Forschungslücke Frauenkörper

18.12.2023

In letzter Zeit kommt die ungleiche Behandlung von Männern und Frauen immer mehr ins Gerede. Wer nicht in einem Loch im Boden wohnt, hat das sicherlich schon mitbekommen. Dabei geht es mir hier nicht um das Gendersternchen. Meiner Meinung nach braucht es für die Gleichstellung nicht primär neue Grammatik. Wohl aber müssen verschiedene Dinge diskutiert werden, die für viele Frauen immer noch alltäglich sind.
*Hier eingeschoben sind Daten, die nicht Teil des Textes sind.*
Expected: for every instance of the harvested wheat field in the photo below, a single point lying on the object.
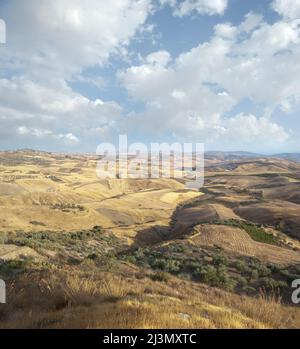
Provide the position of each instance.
(238, 241)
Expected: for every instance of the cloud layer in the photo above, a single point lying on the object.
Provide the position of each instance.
(198, 95)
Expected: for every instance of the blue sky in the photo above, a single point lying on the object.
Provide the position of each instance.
(77, 73)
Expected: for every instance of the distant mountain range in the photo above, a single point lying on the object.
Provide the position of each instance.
(235, 155)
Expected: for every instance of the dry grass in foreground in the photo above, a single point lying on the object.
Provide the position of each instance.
(78, 299)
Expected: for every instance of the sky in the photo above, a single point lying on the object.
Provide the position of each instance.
(76, 73)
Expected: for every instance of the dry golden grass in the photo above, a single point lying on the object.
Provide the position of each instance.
(106, 300)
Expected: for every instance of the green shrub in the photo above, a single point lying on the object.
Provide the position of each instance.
(160, 276)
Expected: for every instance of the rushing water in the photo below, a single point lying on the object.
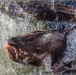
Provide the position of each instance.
(17, 26)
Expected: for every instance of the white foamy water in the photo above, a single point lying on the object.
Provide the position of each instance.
(11, 27)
Sei es Unterschiede im Gehalt, die Ungleichbehandlung (ich als blonde Frau werde oft zuallererst von Männern als inkompetent wahrgenommen und wurde sogar einmal dafür gefeuert, dass ich nicht gehorsam alles gemacht habe, was die männlichen Chefs gesagt haben, sondern mein Fachwissen einbringen wollte und gewisse Vorgehensweisen in Frage gestellt habe) – von der #metoo-Bewegung, die 2016 aufkam, als plötzlich klar wurde, dass keine von uns in ihren Erlebnissen von sexueller Belästigung allein ist, will ich gar nicht anfangen.

Ein Blick in die Systeme der Welt offenbart schon eine gewisse Fokussierung auf die Männlichkeit: Crash-Test-Dummies sind männlichen Körpern nachempfunden, somit auch die Sicherheitssysteme in Autos. Übungspuppen für erste-Hilfe-Kurse sind männliche Oberkörper, Smartphones sind für Männerhände optimal, Frauenhände erreichen die Ecken des Displays oft nicht. Kleidung von Frauen ist dazu ausgerichtet, dass wir Handtaschen kaufen müssen, da die Kleidung oft keine oder relativ kleine Taschen hat. An Frauen gerichtete Produkte sind oft teurer als für Männer, beispielsweise Rasierer. Und so weiter. Männer sind der „Standard“ und Frauen sind die „Abweichung“.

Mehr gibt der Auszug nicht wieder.